Durch Menschen wie Sie wird unsere Gesellschaft lebendiger und wärmer. Das ist gerade in diesen Zeiten, in denen wir nahezu atemlos von Krise zu Krise hechten, umso wichtiger. Das Ehrenamt ist ein selbstverständlicher Teil unserer Gemeinde. Das haben wir und erleben wir immer noch gerade im Rahmen des großen gesellschaftlichen Engagements rund um die große Zahl der Flüchtlinge, die in den letzten Jahren vor Krieg und existentieller Not aus ihren Heimatländern geflüchtet sind und bei uns in Wietze eine vorübergehende oder dauerhafte Heimat gefunden haben.

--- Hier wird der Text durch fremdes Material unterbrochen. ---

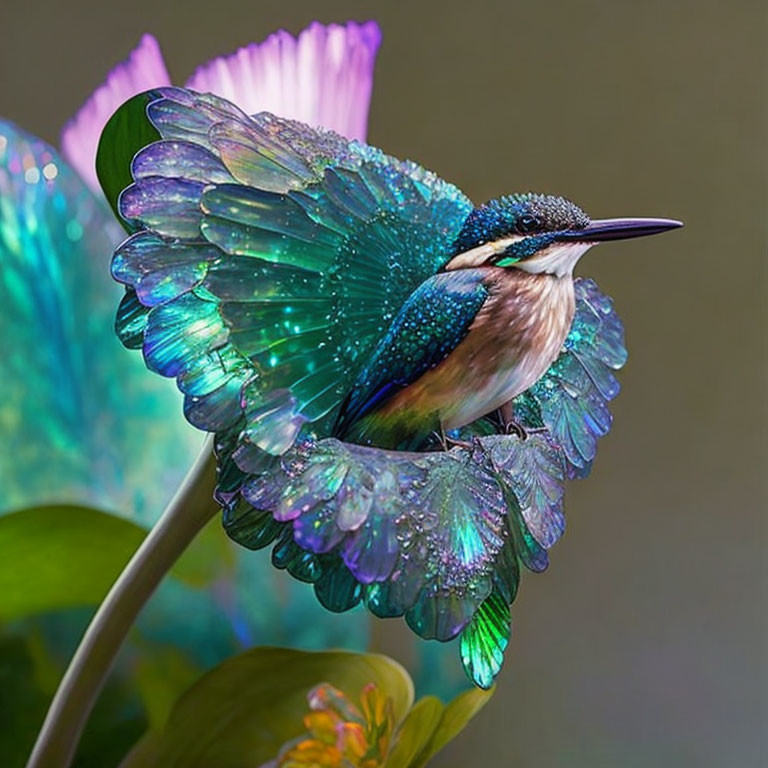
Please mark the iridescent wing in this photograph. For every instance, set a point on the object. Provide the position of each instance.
(572, 398)
(269, 261)
(81, 422)
(435, 537)
(435, 318)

Ich bin wirklich stolz auf dieses überwältigende Engagement unserer Bürgerinnen und Bürger.

Das Ehrenamt in Wietze hat viele Namen und viele Gesichter.

Das Ehrenamt reicht beispielsweise von der Arbeit im Museum und dem Engagement im Chor über die Mitarbeit in der Kirche, im Siedlerbund, in den Sozialverbänden, im DRK und bei den Kräften in unserer Feuerwehr bis zum sportlichen Einsatz in den Vereinen. Das Schöne an dieser Aufzählung ist: Der Vielfältigkeit des Ehrenamtes sind keine Grenzen gesetzt.

Liebe Ehrenamtler,

eine Gemeinde besteht nicht nur aus Stein und Mörtel, sondern aus dem Miteinander der Menschen. Die Menschen, nicht die Häuser sind das Fundament einer Gemeinde. Sie sind mit ihrem ehrenamtlichen Einsatz ein Vorbild für unsere Gemeinde, denn ohne Ihr leidenschaftliches Engagement wäre unsere Gesellschaft eine andere. Mit dieser Veranstaltung wollen wir uns bei Ihnen für Ihren Einsatz bedanken. Also genießen Sie den Abend!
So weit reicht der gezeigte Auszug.